In this tutorial we'll use the Hand Align program, part of the DART package, to examine a set of SIV/HIV gp120 sequences, located at DartData:handalign/hiv_gp120/gp120.fa . These are a subset of the seed alignment for PFAM family PF00516 (Pfam:PF00516). We'll use HandAlign to generate an MCMC chain of sampled alignments, trees, and indel parameters (H,T,\theta). Our goal is both to estimate a MAP value for each of these as well as characterize the uncertainty associated with each.

Note that these are inherently interdependent - a particular alignment might change the most likely tree, just as a particular indel parameter might influence which alignment is considered most likely by the model. By co-sampling all three of these using MCMC, we escape this "chicken and egg" loop (which is typically pushed under the rug by assuming the true alignment, parameters, or tree is known).

Along the way we'll visualize the progression of the MCMC trace (using stockfilm.pl), identify unreliable regions of the final alignment (using constock.pl), extract trees using stocktree.pl, and find the MAP tree/alignment/parameter set.

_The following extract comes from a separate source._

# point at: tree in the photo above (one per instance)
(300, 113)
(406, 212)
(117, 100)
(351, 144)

Running MCMC with handalign

First we generate the MCMC samples. To run HandAlign on the gp120 alignment with 2000 total samples, logging the MCMC trace in gp120.trace.stk, and outputting the best (H,T,\theta) triplet in gp120.MAP.stk at the end, we use the following command:

handalign data/hiv_gp120/gp120.fa -ts 2000 -af gp120.trace.stk -ub > gp120.MAP.stk

Viewing the trace with stockfilm.pl

The MCMC chain over alignments can be visualized using the DART utility stockfilm.pl (see Stockholm Tools). This script renders the alignments visited by the chain one after another in a terminal, much like the frames of a movie. The -delay option lets the user set the delay time between each alignment.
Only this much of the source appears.